Comme son titre l'indique, cette exposition nouveau genre s'est donné comme mission d'expliquer la guerre de 1812 - que les nationalistes canadiens considèrent comme un événement fondateur - dans la perspective de chacun des quatre groupes qui y ont été impliqués: les Américains, les Britanniques, les Canadiens et les Autochtones américains.

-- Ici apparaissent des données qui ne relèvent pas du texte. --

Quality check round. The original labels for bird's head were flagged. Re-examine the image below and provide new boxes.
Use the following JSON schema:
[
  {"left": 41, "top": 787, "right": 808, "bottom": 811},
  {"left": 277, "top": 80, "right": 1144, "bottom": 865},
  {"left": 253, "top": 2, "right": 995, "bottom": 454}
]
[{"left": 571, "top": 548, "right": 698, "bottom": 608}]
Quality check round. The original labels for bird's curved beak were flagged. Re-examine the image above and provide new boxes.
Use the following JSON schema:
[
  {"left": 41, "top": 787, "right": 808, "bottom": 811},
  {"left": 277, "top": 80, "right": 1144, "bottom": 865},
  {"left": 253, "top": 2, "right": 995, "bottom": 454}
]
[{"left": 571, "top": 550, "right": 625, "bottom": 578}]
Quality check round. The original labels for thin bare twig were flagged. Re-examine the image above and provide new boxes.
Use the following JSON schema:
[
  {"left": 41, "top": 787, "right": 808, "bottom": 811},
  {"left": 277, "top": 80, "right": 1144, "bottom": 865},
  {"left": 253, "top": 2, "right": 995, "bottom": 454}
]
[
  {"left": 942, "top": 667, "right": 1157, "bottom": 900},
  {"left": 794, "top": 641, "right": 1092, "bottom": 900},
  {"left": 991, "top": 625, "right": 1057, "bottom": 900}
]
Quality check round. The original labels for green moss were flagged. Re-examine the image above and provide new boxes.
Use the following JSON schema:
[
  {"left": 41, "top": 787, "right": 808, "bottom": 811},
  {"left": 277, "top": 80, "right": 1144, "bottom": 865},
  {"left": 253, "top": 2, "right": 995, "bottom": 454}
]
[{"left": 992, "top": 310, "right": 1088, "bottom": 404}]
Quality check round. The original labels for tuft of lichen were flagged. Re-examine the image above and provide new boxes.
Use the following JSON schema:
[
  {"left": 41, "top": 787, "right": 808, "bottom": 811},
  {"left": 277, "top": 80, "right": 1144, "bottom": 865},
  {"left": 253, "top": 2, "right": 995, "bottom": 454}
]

La Presse a visité cette exposition, montée sous la direction de l'historien D. Peter Macleod, auteur notamment de La vérité sur la bataille des plaines d'Abraham. Outre l'approche nouvelle des différentes perspectives, nous l'avons trouvée aussi riche en artéfacts que vaste en information historique. Dans la partie centrale sont exposés les grandes lignes et les faits saillants du conflit, tandis que le visiteur est invité à entrer tour à tour dans chacune des quatre zones où sont exposés armes, documents, costumes, uniformes et autres objets (130 en tout) se rapportant à l'un ou l'autre des quatre groupes dont on isole, grandeur nature, un personnage central (voir www.museedelaguerre.ca/1812). Les textes, bilingues, sont clairs, concis et conçus pour un public vaste, sans tomber dans l'infantilisme.

Un conflit naval

Pour mettre fin aux agressions constantes de la Royal Navy, les États-Unis déclarent la guerre à la Grande-Bretagne le 18 juin 1812. Pendant des années, la RN avait arraisonné des bâtiments de la US Navy naissante, à la recherche de marins britanniques naturalisés - les Anglais ne reconnaissaient pas la nationalité américaine. Autre motif plus sérieux encore pour les Américains: les actions de la Royal Navy pour empêcher le commerce américain avec la France de Napoléon, avec qui l'Angleterre est en guerre, comme le reste de l'Europe.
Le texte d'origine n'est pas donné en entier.